Sukuma Relief Programme
The high-profile R1 billion Sukuma Relief Programme, set up by the Rupert family, was launched on 3 April, offering R25 000 grants and low-interest loans to targeted small and micro enterprises (SMEs). By 6 April, the Fund had been oversubscribed almost three times, with more than 10 000 applications. Companies that were not solvent, tax-compliant, or viable were rejected. Ben Bierman, MD of Business Partners, who manages the fund, said the process showed that the criteria were too stringent, many companies struggled to submit their information electronically, and that businesses were looking for more than funding, requiring support in other ways.
The South African Future Trust
The South African Future Trust, set up by Nicky and Jonathan Oppenheimer, offered a loan of R750 per permanent employee per week for 15 weeks to businesses with an annual turnover of less than R25 million, trading for a year or more. The National Empowerment Fund’s Black Business Fund offered loans for black entrepreneurs to manufacture medical products, provided they could retain or increase direct jobs. In June, Budget Insurance launched a R6 million small business relief fund for small businesses with a turnover of less than R15 million. Each approved business would receive R100 000 and business mentoring support.

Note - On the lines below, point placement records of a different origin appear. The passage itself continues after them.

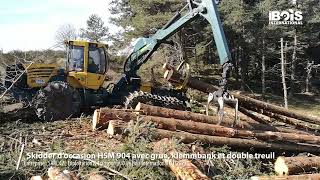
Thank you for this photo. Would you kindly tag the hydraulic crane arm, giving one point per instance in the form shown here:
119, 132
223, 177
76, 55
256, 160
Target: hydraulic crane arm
145, 47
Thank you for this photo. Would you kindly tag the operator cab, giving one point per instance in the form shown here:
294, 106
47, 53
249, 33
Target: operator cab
87, 64
87, 57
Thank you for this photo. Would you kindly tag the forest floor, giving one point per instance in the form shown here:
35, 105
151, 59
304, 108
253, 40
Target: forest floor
75, 136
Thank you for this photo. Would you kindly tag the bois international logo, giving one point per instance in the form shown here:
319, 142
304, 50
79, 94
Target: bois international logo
288, 17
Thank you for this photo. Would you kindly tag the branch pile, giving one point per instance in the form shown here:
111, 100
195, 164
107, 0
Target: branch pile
254, 131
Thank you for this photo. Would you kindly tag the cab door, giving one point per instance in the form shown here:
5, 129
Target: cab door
96, 67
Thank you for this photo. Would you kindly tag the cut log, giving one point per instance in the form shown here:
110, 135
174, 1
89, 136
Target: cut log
116, 127
244, 101
233, 142
186, 115
294, 177
254, 115
295, 165
182, 168
204, 128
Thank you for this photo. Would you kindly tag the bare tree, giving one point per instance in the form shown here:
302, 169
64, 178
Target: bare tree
309, 68
283, 74
65, 32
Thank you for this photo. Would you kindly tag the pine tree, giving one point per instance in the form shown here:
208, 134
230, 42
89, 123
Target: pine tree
95, 31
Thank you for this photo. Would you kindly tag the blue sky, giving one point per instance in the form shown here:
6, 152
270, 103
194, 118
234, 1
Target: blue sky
32, 24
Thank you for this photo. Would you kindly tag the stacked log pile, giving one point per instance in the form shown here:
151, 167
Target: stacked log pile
253, 131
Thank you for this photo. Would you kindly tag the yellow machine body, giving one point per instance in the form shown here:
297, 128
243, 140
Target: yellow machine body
38, 75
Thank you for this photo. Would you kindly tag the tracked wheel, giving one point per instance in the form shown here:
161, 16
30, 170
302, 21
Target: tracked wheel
57, 101
157, 100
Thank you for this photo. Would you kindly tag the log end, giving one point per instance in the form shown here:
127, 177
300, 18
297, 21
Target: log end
167, 75
280, 167
95, 119
111, 130
138, 108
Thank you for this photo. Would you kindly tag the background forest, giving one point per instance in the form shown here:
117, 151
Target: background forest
254, 44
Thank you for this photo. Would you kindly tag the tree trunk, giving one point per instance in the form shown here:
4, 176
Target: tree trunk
182, 168
210, 129
309, 70
257, 117
295, 165
186, 115
244, 101
116, 127
294, 177
263, 69
283, 75
233, 142
293, 65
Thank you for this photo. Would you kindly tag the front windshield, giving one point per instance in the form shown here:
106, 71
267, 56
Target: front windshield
75, 58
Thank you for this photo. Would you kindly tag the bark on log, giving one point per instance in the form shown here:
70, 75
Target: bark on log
186, 115
294, 177
295, 165
257, 117
183, 169
116, 127
244, 101
209, 129
233, 142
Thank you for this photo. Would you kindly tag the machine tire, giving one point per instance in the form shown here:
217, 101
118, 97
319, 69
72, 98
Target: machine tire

Commercial banks offering debt relief
Commercial banks, which were exempted from the provisions of the Competition Act so they could develop common approaches to debt relief, offered a number of relief measures to their clients in good standing, including three-month debt holidays (from 1 April – 30 June) and guaranteed loans for SMEs. Standard Bank financed immediate relief measures through a three-year loan for close to R3 billion with the International Financial Corporation. By the end of May, the bank announced that it had provided debt relief to individuals, SMEs and commercial clients in South Africa across 285 000 accounts.
Compensation fund
Other business rescue measures included the Compensation Fund for employees falling ill if exposed in the workplace (which falls under The Compensation for Occupational Injuries and Diseases Act, No. 130 of 1993), the Unemployment Insurance Fund to support workers in SMEs faced with a loss of income, and the payment of employment tax incentive reimbursements twice a year by SARS. Various government departments allocated funds to specific sectors, such as the R200 million Covid-19 Tourism Relief Fund established by the Department of Tourism.

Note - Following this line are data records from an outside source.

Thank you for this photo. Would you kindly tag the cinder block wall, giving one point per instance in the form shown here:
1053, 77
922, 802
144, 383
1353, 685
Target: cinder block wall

Although numerous funds and relief measures were launched, they were not without challenges. A quicker response time for financial assistance was needed – underlying hold-ups included crashing websites, database info collection, proof of good standing, and more. Cohen said that imposing a less stringent set of requirements while maintaining a governance framework would have been ideal, with compliance retrofitted later. Many SMMEs complained of poor communication, little empathy, and often no reasons provided for rejecting relief, suggesting that the matter could have been handled with greater sensitivity. In addition, it was not always clear whether funding would take the form of grants or loans, which made it difficult to manage expectations.